The stalled Constitution Pipeline in New York State has once again failed to start.
The Federal Energy Regulatory Commission has declined to overrule New York State, which has denied a needed water certification for the natural gas pipeline, Kallanish Energy reports.
Last October, Constitution Pipeline Co. filed a petition with FERC, asking the commission to find the New York State Department of Environmental Conservation had waived its authority to issue the needed water permit by failing to act within a statutory time limit.
Constitution had argued NYSDEC had exceeded the one year period allowed for acting on applications because the cumulative time period of three different applications — two were withdrawn before deadlines — amounted to more than a year.
FERC last week unanimously denied the company’s petition in a 13-page ruling. It ruled the state had acted within an appropriate timeframe given changes to the application, and that NYSDEC’s action with four days left on the final deadline was valid. A one-year deadline for state action on pipelines is appropriate, the federal agency said.

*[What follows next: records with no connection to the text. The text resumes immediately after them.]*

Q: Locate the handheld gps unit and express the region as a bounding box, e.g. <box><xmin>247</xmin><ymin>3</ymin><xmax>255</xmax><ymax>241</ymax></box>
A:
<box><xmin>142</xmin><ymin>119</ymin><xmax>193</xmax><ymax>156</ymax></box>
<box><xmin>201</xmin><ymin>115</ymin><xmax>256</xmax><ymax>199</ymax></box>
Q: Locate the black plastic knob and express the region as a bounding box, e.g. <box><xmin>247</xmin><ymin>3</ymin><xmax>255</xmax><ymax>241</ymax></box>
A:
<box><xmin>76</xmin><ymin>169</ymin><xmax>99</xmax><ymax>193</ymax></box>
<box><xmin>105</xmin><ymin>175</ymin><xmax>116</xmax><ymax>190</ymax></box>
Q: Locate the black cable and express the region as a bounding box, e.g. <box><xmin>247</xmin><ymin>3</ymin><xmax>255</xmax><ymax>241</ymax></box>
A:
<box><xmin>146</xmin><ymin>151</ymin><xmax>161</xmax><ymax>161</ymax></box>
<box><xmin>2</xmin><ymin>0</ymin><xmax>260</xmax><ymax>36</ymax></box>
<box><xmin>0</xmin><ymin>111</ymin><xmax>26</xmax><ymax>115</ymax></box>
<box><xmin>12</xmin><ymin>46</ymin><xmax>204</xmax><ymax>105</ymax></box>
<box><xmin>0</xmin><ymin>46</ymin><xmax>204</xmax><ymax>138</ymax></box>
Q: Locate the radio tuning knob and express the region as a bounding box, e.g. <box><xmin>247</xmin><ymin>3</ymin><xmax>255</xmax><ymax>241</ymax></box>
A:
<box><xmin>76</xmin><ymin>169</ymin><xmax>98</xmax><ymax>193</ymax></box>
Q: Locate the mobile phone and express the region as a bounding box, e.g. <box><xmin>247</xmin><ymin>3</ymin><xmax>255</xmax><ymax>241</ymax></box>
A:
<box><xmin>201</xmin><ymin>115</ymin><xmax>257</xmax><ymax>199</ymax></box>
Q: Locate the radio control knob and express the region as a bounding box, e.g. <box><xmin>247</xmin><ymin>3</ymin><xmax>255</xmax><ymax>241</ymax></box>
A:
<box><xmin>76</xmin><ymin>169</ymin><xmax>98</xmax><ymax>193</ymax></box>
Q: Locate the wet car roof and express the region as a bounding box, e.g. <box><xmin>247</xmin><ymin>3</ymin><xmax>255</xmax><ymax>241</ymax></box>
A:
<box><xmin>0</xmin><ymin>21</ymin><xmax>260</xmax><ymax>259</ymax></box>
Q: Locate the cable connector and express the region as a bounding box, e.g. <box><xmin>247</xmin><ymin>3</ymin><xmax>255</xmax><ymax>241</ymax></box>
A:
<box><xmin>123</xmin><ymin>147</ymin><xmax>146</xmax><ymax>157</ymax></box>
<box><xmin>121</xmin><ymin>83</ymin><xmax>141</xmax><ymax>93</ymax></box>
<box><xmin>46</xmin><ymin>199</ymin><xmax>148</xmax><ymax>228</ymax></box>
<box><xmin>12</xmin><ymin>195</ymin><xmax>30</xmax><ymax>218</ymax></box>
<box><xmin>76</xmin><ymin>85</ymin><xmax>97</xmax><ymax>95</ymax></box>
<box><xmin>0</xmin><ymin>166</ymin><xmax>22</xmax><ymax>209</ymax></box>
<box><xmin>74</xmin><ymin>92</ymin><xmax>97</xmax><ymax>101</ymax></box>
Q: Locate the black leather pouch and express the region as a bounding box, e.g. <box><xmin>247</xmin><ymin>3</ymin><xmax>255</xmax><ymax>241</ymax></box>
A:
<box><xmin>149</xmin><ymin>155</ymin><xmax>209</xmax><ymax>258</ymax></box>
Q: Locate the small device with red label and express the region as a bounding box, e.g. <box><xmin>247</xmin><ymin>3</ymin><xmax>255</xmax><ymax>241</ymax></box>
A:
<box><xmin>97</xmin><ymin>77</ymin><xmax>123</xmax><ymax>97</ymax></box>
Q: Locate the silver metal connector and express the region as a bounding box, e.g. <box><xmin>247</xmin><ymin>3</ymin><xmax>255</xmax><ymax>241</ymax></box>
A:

The company issued a statement after FERC’s action: “While the decision by the FERC to deny our petition is disappointing, we firmly believe that the Clean Water Act does more than impose a strict ‘one-year test’ on state agencies and, accordingly, we believe the order erred by failing to find that Section 401 was waived due to New York failing to act within a ‘reasonable period of time’ on Constitution’s Clean Water Act application.”
It continued: “We are planning to seek rehearing and, if necessary, appeal this decision in order to continue to develop this much-needed infrastructure project, designed to bring natural gas to a region of the country that has recently experienced demand resulting in the highest natural gas prices in the world. Constitution remains committed to constructing and placing into operation this critical piece of energy infrastructure.”
In a statement, New York’s DEC said it was “gratified” by FERC's decision.
The company had filed its New York application in April 2013. In April 2016, New York rejected the application for the $1 billion project, effectively blocking the 121-mile natural gas pipeline designed to move Marcellus Shale natural gas from northeast Pennsylvania into New York to connect to pipelines to New York City and New England
The project had been approved by the FERC.
The pipeline is a joint project by the Williams Co., Cabot Oil and Gas, Piedmont Natural Gas and WGL Holdings. It would run from Dimock, Pa., to Schoharie County in New York, and transport 650,000 cubic feet of natural gas per day, or enough natural gas to heat 3 million houses.
Last August, the U.S. Second Circuit Court of Appeals also ruled against the pipeline and supported the state’s actions. Last fall, FERC had overruled NYSDEC on a water permit for the Millennium Pipeline’s Valley Lateral, but the federal agency said there are major differences between that case and the Constitution Pipeline.